Let $U,V$ be the interiors of codimension $0$ compact embedded submanifolds with boundary of $\mathbb{R}^n$. Suppose that $\partial U=\partial V$.
Is it true that $U=V$?
(In other words, I am asking if two compact $n$-dim submanifolds with boundary of $\mathbb{R}^n$ with the same boundary coincide).
Note that in general, it is not true that two open subsets of $\mathbb{R}^n$ with the same boundary, are identical. (e.g the left and right half-planes in $\mathbb{R}^2$).
Yes, this is true.
To prove it, consider the compact $n-1$-dimensional submanifold $M = \partial U = \partial V$. Note that each of $U,V$ must be unions of components of $\mathbb{R}^n-M$.
The case where $M$ is connected is called the Jordan-Brouwer separation theorem, which says: $\mathbb{R}^n-M$ has two components, one bounded and the other nonbounded; and the closure of each component is a codimension 0 submanifold with boundary $M$. It follows that $U$ and $V$ are both equal to the bounded component of $\mathbb{R}^n-M$.
For the general case, suppose that $M$ has $k$ components, $M = M_1 \cup \cdots \cup M_k$. By applying the Jordan-Brouwer theorem together with an induction argument, one can prove that the complement $\mathbb{R}^n-M$ has $k+1$ components $C_0,C_1,...,C_{k}$, exactly one of them is unbounded -- let's say $C_0$ is unbounded -- and each $M_i$ is contained in the closure of exactly two of the $C_j$'s.
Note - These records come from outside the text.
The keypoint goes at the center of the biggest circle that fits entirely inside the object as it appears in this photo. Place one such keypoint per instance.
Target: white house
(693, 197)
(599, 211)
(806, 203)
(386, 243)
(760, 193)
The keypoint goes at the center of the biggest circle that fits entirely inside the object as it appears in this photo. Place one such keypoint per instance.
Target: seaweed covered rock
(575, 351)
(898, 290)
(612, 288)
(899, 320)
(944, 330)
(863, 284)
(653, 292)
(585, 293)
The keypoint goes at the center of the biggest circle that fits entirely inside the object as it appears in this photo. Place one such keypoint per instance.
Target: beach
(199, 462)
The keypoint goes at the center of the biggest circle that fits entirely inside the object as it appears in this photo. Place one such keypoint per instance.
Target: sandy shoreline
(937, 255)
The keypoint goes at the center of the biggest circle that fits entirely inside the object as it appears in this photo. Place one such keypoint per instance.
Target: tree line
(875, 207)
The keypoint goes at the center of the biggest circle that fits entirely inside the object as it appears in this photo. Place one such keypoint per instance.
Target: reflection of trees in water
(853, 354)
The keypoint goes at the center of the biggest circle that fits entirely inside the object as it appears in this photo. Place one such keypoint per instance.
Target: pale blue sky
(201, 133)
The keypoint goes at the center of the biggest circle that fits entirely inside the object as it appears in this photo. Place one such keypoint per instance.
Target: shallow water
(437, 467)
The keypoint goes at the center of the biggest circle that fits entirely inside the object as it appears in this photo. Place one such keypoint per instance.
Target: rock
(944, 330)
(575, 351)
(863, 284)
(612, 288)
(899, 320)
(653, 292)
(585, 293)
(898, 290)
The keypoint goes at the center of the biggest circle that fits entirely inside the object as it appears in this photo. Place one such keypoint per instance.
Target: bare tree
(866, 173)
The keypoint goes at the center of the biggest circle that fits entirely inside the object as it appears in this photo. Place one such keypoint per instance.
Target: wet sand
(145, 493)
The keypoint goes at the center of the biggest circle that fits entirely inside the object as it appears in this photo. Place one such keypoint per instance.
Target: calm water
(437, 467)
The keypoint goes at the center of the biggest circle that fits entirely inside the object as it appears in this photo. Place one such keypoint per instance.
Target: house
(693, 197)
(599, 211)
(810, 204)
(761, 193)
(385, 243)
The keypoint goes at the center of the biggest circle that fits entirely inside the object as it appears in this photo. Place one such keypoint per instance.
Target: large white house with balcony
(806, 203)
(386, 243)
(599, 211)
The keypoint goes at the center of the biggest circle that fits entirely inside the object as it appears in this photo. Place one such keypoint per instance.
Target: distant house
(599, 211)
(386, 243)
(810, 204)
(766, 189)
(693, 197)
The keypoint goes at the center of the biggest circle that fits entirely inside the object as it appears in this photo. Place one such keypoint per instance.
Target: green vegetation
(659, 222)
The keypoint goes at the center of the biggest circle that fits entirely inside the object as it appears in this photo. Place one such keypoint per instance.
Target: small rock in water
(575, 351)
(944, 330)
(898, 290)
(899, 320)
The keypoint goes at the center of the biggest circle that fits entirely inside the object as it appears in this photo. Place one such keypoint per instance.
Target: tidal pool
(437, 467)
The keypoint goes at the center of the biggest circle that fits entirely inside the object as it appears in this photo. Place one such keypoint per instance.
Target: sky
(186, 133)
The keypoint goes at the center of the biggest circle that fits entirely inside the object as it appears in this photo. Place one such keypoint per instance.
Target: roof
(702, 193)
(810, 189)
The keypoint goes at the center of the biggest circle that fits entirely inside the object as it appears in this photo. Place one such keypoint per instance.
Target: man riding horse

Furthermore there exists a unique function $$f : \{C_0,...,C_{k}\} \to \{0,1\} $$ such that $f(C_0)=0$, and such that for each $M_i$, if $C_a,C_b$ are the two $C$'s whose closures contain $M_i$ then $f$ takes one of $C_a,C_b$ to $0$ and the other to $1$. It follows that $U,V$ are both equal to the union of those $C_a$ such that $f(C_a)=1$.